At 16 years old, Frey found herself at a songwriter’s festival in Florida, crying over her shrimp pasta as she listened to the stories of songwriter Lisa Carver. And it was at that moment she decided to become a songwriter.
Around
the same time Frey became one of Shania Twain’s protégés on the inaugural
season of USA Network’s
Real Country in 2018, Frey went in
to a write with Leslie Satcher, eager to share her ‘spur of the moment’ idea.
“She understood my upbringing and how I grew up, because she had rodeo roots too,” Frey says of the Texas native.
But god almighty, the last thing Frey wanted was to write another ballad.
“I had so many ballads in my catalog,” she remembers of writing with Satcher, who has written singles for everyone from George Strait to Gretchen Wilson. “I told her that I could not physically write another slow song. I needed something that moved and felt good. I knew she had written ‘When God-Fearin’ Women Get the Blues’ for Martina McBride, so I basically I told her that I wanted a song that felt like that.”
And Bratcher said something to the affect of ‘no problem.”
The song was finished in a matter of 45 minutes.
“It was one of those that literally fell out of the sky,” Frey remembers.
These days, its that sky that Frey finds herself looking up to more and more as she wonders where things stand within a future that has never held more uncertainty. Indeed, the beginning of the year had Frey perfecting her live show with a band that she had established a year and a half before. She had some residencies set up and was getting into a groove when the world shut down due to the pandemic.
“It really blows,” she laughs. “But there is always a bright side. This whole pandemic has given me the chance to sit still and be bored in Nashville again.
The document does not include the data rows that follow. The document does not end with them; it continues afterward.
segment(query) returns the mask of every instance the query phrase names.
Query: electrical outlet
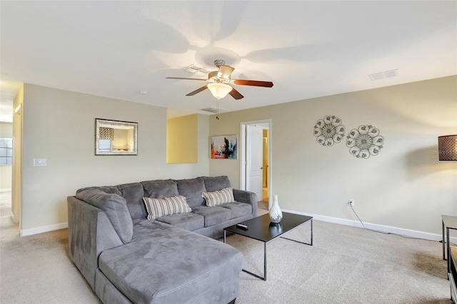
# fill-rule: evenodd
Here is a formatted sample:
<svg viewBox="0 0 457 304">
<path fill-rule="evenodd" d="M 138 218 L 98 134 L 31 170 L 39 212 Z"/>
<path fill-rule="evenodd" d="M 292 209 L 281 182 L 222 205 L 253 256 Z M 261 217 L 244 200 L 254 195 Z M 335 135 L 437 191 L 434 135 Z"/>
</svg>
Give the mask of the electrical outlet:
<svg viewBox="0 0 457 304">
<path fill-rule="evenodd" d="M 354 200 L 353 198 L 349 198 L 349 207 L 353 207 L 355 205 Z"/>
</svg>

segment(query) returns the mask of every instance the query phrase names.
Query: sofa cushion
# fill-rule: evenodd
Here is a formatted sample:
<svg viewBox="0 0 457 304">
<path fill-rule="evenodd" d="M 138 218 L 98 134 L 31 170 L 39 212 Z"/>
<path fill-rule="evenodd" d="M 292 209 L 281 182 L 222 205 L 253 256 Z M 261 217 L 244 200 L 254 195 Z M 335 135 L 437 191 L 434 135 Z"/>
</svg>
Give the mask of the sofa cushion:
<svg viewBox="0 0 457 304">
<path fill-rule="evenodd" d="M 124 183 L 118 185 L 116 188 L 119 190 L 121 196 L 125 198 L 131 218 L 146 217 L 148 213 L 143 203 L 143 185 L 140 183 Z"/>
<path fill-rule="evenodd" d="M 241 218 L 252 213 L 252 206 L 249 203 L 240 202 L 231 202 L 219 205 L 219 207 L 230 209 L 231 219 Z"/>
<path fill-rule="evenodd" d="M 192 211 L 183 196 L 164 198 L 143 198 L 143 200 L 148 211 L 148 220 L 152 221 L 161 216 L 185 213 Z"/>
<path fill-rule="evenodd" d="M 239 277 L 243 255 L 233 247 L 156 221 L 135 221 L 149 237 L 104 250 L 99 259 L 104 275 L 131 302 L 186 303 Z"/>
<path fill-rule="evenodd" d="M 189 206 L 192 207 L 205 203 L 201 197 L 201 193 L 206 192 L 203 178 L 181 179 L 176 181 L 176 183 L 179 195 L 186 196 Z"/>
<path fill-rule="evenodd" d="M 156 221 L 189 230 L 189 231 L 200 229 L 205 226 L 205 218 L 202 216 L 193 212 L 162 216 Z"/>
<path fill-rule="evenodd" d="M 226 176 L 204 176 L 203 179 L 207 192 L 217 191 L 224 188 L 231 187 L 230 181 Z"/>
<path fill-rule="evenodd" d="M 176 181 L 172 179 L 146 181 L 141 183 L 144 188 L 145 198 L 164 198 L 179 195 Z"/>
<path fill-rule="evenodd" d="M 131 240 L 133 223 L 126 200 L 116 193 L 119 193 L 119 190 L 114 187 L 94 187 L 78 190 L 76 197 L 103 210 L 119 238 L 126 244 Z"/>
<path fill-rule="evenodd" d="M 204 192 L 201 196 L 205 199 L 206 206 L 218 206 L 224 203 L 230 203 L 235 201 L 233 191 L 231 188 L 225 188 L 214 192 Z"/>
<path fill-rule="evenodd" d="M 192 207 L 192 212 L 205 218 L 205 227 L 211 227 L 230 220 L 231 213 L 226 208 L 197 206 Z"/>
</svg>

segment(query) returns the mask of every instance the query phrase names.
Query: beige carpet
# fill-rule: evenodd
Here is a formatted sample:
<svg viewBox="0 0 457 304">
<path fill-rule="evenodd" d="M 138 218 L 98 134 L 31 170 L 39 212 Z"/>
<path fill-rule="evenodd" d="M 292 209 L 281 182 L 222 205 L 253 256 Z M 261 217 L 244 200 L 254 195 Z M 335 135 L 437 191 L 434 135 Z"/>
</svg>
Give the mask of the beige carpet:
<svg viewBox="0 0 457 304">
<path fill-rule="evenodd" d="M 0 193 L 0 303 L 99 303 L 68 256 L 67 230 L 20 238 L 5 196 Z M 241 273 L 236 303 L 451 303 L 440 243 L 317 221 L 313 230 L 313 246 L 268 243 L 267 280 Z M 288 236 L 308 241 L 309 225 Z M 262 273 L 262 243 L 236 235 L 227 243 L 244 254 L 246 269 Z"/>
</svg>

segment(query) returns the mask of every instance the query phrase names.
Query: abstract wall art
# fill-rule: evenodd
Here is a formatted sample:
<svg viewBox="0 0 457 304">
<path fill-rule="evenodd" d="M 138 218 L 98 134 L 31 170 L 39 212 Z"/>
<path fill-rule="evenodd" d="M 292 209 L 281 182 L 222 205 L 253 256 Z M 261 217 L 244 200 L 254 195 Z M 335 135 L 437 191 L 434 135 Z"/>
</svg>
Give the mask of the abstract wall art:
<svg viewBox="0 0 457 304">
<path fill-rule="evenodd" d="M 378 155 L 384 144 L 384 137 L 379 133 L 379 129 L 371 125 L 362 125 L 358 128 L 353 128 L 346 141 L 349 153 L 363 159 Z"/>
<path fill-rule="evenodd" d="M 330 115 L 317 121 L 313 131 L 317 142 L 322 146 L 331 146 L 341 141 L 346 130 L 341 123 L 341 119 Z"/>
<path fill-rule="evenodd" d="M 211 136 L 211 158 L 238 158 L 238 136 Z"/>
</svg>

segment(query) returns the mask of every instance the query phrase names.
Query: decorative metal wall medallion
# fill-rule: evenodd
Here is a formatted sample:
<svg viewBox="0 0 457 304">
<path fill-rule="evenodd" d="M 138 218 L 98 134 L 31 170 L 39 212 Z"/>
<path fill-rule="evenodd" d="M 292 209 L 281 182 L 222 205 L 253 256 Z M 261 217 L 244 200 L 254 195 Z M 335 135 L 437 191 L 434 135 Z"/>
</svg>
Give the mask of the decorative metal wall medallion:
<svg viewBox="0 0 457 304">
<path fill-rule="evenodd" d="M 317 142 L 322 146 L 331 146 L 341 141 L 346 130 L 342 123 L 343 121 L 333 116 L 327 116 L 317 121 L 314 126 L 314 136 L 317 137 Z"/>
<path fill-rule="evenodd" d="M 358 128 L 353 128 L 346 141 L 351 154 L 364 159 L 370 156 L 378 155 L 383 144 L 384 137 L 379 135 L 379 129 L 371 125 L 362 125 Z"/>
</svg>

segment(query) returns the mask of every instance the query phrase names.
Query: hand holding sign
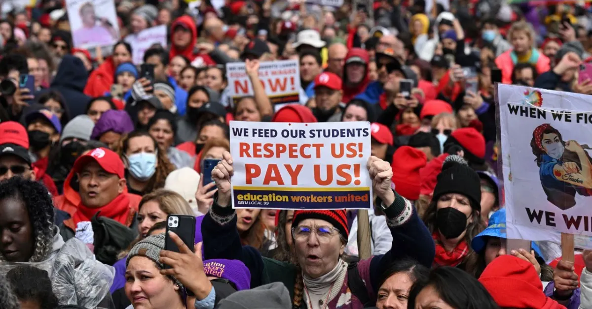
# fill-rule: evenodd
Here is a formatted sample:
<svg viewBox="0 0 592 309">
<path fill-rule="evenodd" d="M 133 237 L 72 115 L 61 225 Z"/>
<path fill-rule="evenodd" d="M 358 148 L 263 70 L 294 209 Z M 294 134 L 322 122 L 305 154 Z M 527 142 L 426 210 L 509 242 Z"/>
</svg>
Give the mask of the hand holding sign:
<svg viewBox="0 0 592 309">
<path fill-rule="evenodd" d="M 390 205 L 395 200 L 395 194 L 392 192 L 391 183 L 391 178 L 392 178 L 391 165 L 372 156 L 368 159 L 367 167 L 374 191 L 385 205 Z"/>
<path fill-rule="evenodd" d="M 218 187 L 218 204 L 227 207 L 230 204 L 230 177 L 234 174 L 230 152 L 224 151 L 223 160 L 212 170 L 212 179 Z"/>
</svg>

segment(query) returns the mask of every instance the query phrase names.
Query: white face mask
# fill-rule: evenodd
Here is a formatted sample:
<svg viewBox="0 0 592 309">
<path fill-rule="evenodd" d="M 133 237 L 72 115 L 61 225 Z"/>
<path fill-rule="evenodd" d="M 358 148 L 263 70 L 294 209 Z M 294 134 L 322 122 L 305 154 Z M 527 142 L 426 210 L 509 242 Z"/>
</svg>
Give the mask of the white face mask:
<svg viewBox="0 0 592 309">
<path fill-rule="evenodd" d="M 563 156 L 563 151 L 565 149 L 561 142 L 554 142 L 551 144 L 543 144 L 543 148 L 547 155 L 556 160 L 558 160 Z"/>
</svg>

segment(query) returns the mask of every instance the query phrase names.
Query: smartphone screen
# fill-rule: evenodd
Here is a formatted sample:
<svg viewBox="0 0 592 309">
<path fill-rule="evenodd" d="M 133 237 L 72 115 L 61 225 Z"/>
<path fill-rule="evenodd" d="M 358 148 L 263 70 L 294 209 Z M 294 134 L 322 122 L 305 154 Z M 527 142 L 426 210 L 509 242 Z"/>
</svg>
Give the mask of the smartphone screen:
<svg viewBox="0 0 592 309">
<path fill-rule="evenodd" d="M 413 81 L 410 79 L 402 79 L 399 82 L 399 92 L 406 99 L 411 99 L 411 90 L 413 88 Z"/>
<path fill-rule="evenodd" d="M 582 83 L 585 80 L 592 82 L 592 63 L 583 63 L 580 65 L 580 71 L 578 72 L 578 83 Z"/>
<path fill-rule="evenodd" d="M 169 232 L 174 232 L 183 240 L 191 251 L 195 241 L 195 217 L 185 214 L 169 214 L 166 218 L 166 234 L 165 249 L 179 252 L 179 247 L 169 236 Z"/>
<path fill-rule="evenodd" d="M 204 167 L 201 169 L 203 176 L 202 177 L 202 186 L 205 186 L 206 184 L 211 183 L 214 180 L 212 180 L 212 170 L 218 165 L 218 163 L 221 160 L 218 159 L 204 159 Z M 215 190 L 215 187 L 213 187 L 210 189 L 210 191 Z"/>
<path fill-rule="evenodd" d="M 143 63 L 140 66 L 140 77 L 146 77 L 150 82 L 154 82 L 154 64 Z"/>
</svg>

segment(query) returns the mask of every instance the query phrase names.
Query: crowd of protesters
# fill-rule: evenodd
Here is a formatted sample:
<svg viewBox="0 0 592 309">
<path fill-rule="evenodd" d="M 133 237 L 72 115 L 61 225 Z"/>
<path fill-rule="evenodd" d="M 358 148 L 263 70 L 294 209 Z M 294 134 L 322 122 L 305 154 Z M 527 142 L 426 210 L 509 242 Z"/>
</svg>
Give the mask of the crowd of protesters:
<svg viewBox="0 0 592 309">
<path fill-rule="evenodd" d="M 64 2 L 2 2 L 0 308 L 592 308 L 590 251 L 506 250 L 494 97 L 592 95 L 592 6 L 314 2 L 115 0 L 108 53 L 76 48 Z M 133 42 L 159 25 L 150 79 Z M 298 62 L 292 104 L 258 80 L 278 60 Z M 252 96 L 229 96 L 232 62 Z M 234 209 L 233 119 L 370 122 L 369 229 L 356 210 Z M 172 214 L 196 217 L 193 248 L 165 249 Z"/>
</svg>

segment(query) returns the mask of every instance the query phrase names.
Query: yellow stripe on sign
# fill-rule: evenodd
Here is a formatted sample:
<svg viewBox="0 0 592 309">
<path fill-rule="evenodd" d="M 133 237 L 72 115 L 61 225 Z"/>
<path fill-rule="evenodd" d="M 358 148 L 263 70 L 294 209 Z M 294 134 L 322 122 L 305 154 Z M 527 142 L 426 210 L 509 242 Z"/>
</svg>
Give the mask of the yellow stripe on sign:
<svg viewBox="0 0 592 309">
<path fill-rule="evenodd" d="M 355 187 L 353 188 L 285 188 L 274 187 L 244 187 L 234 186 L 234 190 L 251 190 L 255 191 L 370 191 L 369 187 Z"/>
</svg>

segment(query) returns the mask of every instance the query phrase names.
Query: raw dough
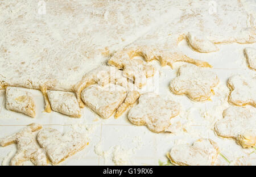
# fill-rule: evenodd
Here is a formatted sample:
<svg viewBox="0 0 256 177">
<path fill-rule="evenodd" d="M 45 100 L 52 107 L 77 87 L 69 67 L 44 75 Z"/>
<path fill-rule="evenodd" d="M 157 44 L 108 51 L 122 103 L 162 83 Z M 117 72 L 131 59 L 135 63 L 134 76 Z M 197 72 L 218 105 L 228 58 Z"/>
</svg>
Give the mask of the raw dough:
<svg viewBox="0 0 256 177">
<path fill-rule="evenodd" d="M 221 137 L 234 139 L 243 148 L 256 144 L 256 109 L 232 107 L 224 111 L 224 119 L 215 125 L 215 132 Z"/>
<path fill-rule="evenodd" d="M 32 133 L 41 128 L 40 125 L 34 123 L 18 133 L 0 139 L 1 146 L 17 144 L 17 152 L 11 160 L 11 165 L 22 165 L 23 162 L 28 160 L 35 165 L 47 165 L 48 163 L 44 150 L 38 148 Z"/>
<path fill-rule="evenodd" d="M 52 110 L 72 117 L 81 117 L 81 109 L 73 93 L 61 91 L 47 91 Z"/>
<path fill-rule="evenodd" d="M 228 81 L 228 86 L 230 90 L 228 99 L 230 104 L 256 107 L 256 75 L 233 75 Z"/>
<path fill-rule="evenodd" d="M 248 67 L 256 70 L 256 49 L 252 47 L 246 47 L 245 49 Z"/>
<path fill-rule="evenodd" d="M 35 117 L 35 104 L 32 94 L 22 89 L 6 88 L 6 109 Z"/>
<path fill-rule="evenodd" d="M 110 84 L 104 87 L 91 85 L 82 92 L 82 99 L 101 117 L 108 119 L 126 98 L 125 88 Z"/>
<path fill-rule="evenodd" d="M 218 148 L 210 139 L 200 139 L 193 145 L 180 144 L 172 148 L 167 155 L 177 165 L 213 165 L 218 154 Z"/>
<path fill-rule="evenodd" d="M 62 135 L 57 130 L 51 128 L 41 130 L 37 140 L 53 165 L 64 161 L 88 144 L 85 135 L 82 133 L 72 130 Z"/>
<path fill-rule="evenodd" d="M 141 95 L 139 104 L 130 110 L 128 119 L 134 124 L 145 125 L 154 132 L 162 132 L 170 126 L 171 119 L 179 114 L 180 109 L 175 102 L 146 93 Z"/>
<path fill-rule="evenodd" d="M 192 100 L 203 102 L 214 94 L 213 88 L 218 82 L 214 73 L 185 64 L 179 69 L 178 76 L 171 81 L 170 88 L 175 94 L 186 95 Z"/>
</svg>

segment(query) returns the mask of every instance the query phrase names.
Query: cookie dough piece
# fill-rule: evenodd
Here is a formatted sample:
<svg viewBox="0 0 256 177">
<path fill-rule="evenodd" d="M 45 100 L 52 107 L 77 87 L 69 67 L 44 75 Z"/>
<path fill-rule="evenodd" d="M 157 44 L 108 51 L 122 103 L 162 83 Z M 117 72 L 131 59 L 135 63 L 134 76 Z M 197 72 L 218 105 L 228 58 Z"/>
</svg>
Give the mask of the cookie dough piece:
<svg viewBox="0 0 256 177">
<path fill-rule="evenodd" d="M 47 128 L 38 133 L 37 140 L 52 163 L 57 165 L 84 149 L 88 144 L 85 137 L 73 130 L 62 135 L 56 129 Z"/>
<path fill-rule="evenodd" d="M 0 146 L 6 146 L 17 144 L 17 152 L 11 160 L 11 165 L 22 165 L 24 162 L 30 160 L 35 165 L 48 164 L 44 150 L 39 148 L 32 132 L 42 128 L 38 124 L 32 124 L 21 131 L 11 136 L 0 139 Z"/>
<path fill-rule="evenodd" d="M 109 83 L 117 84 L 123 87 L 128 85 L 127 78 L 123 76 L 122 71 L 110 66 L 102 66 L 86 73 L 82 80 L 75 87 L 77 101 L 81 108 L 85 104 L 81 100 L 81 93 L 86 87 L 93 84 L 98 84 L 102 87 Z"/>
<path fill-rule="evenodd" d="M 245 49 L 245 54 L 248 63 L 248 67 L 256 71 L 256 49 L 247 47 Z"/>
<path fill-rule="evenodd" d="M 73 93 L 48 90 L 47 95 L 52 110 L 72 117 L 81 117 L 81 109 Z"/>
<path fill-rule="evenodd" d="M 146 85 L 147 78 L 154 76 L 156 70 L 141 57 L 134 57 L 123 51 L 115 53 L 108 64 L 122 69 L 123 74 L 134 81 L 135 85 L 140 88 Z"/>
<path fill-rule="evenodd" d="M 130 110 L 128 119 L 134 124 L 147 125 L 152 132 L 162 132 L 180 109 L 179 104 L 175 102 L 165 100 L 154 93 L 146 93 L 139 97 L 139 104 Z"/>
<path fill-rule="evenodd" d="M 224 119 L 215 125 L 215 132 L 221 137 L 232 138 L 243 148 L 256 144 L 256 109 L 232 107 L 223 113 Z"/>
<path fill-rule="evenodd" d="M 188 33 L 187 39 L 191 48 L 197 52 L 209 53 L 218 50 L 218 48 L 212 41 L 191 32 Z"/>
<path fill-rule="evenodd" d="M 191 58 L 183 54 L 180 52 L 169 52 L 159 49 L 157 45 L 136 45 L 131 47 L 115 53 L 111 60 L 115 58 L 127 58 L 130 60 L 135 57 L 142 57 L 146 62 L 150 62 L 152 60 L 158 60 L 162 66 L 166 65 L 173 68 L 173 64 L 176 62 L 183 61 L 191 63 L 200 67 L 212 68 L 212 66 L 208 62 L 201 60 Z M 126 59 L 127 60 L 127 59 Z M 119 65 L 117 68 L 121 68 L 122 65 Z"/>
<path fill-rule="evenodd" d="M 35 104 L 32 94 L 18 87 L 6 88 L 6 109 L 35 116 Z"/>
<path fill-rule="evenodd" d="M 256 107 L 256 75 L 236 75 L 229 78 L 228 86 L 230 90 L 228 101 L 230 104 Z"/>
<path fill-rule="evenodd" d="M 193 101 L 203 102 L 214 95 L 213 87 L 219 82 L 213 72 L 185 64 L 179 69 L 178 76 L 171 81 L 170 88 L 177 95 L 186 95 Z"/>
<path fill-rule="evenodd" d="M 213 165 L 218 154 L 218 148 L 210 139 L 200 139 L 193 145 L 175 146 L 167 154 L 171 162 L 176 165 Z"/>
<path fill-rule="evenodd" d="M 115 115 L 115 118 L 117 119 L 130 106 L 132 106 L 141 95 L 138 91 L 129 91 L 127 94 L 126 98 L 118 107 Z"/>
<path fill-rule="evenodd" d="M 126 98 L 125 88 L 110 84 L 104 87 L 91 85 L 82 92 L 82 101 L 104 119 L 108 119 Z"/>
</svg>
There is something special about being bored in Nashville. Good things always seem to come out of times like that.”
For example, the 25-year-old has finally learned to cook. She’s grown more intentional about her guitar playing. She has broadened her songwriting vocabulary. And most importantly, she is now ready to release her much anticipated EP this September.
“I have been able to sit still and be intentional about this EP and I’m feeling solid about the six songs on there,” she concludes. “They are all a part of me and crucial in presenting Kylie to the world.”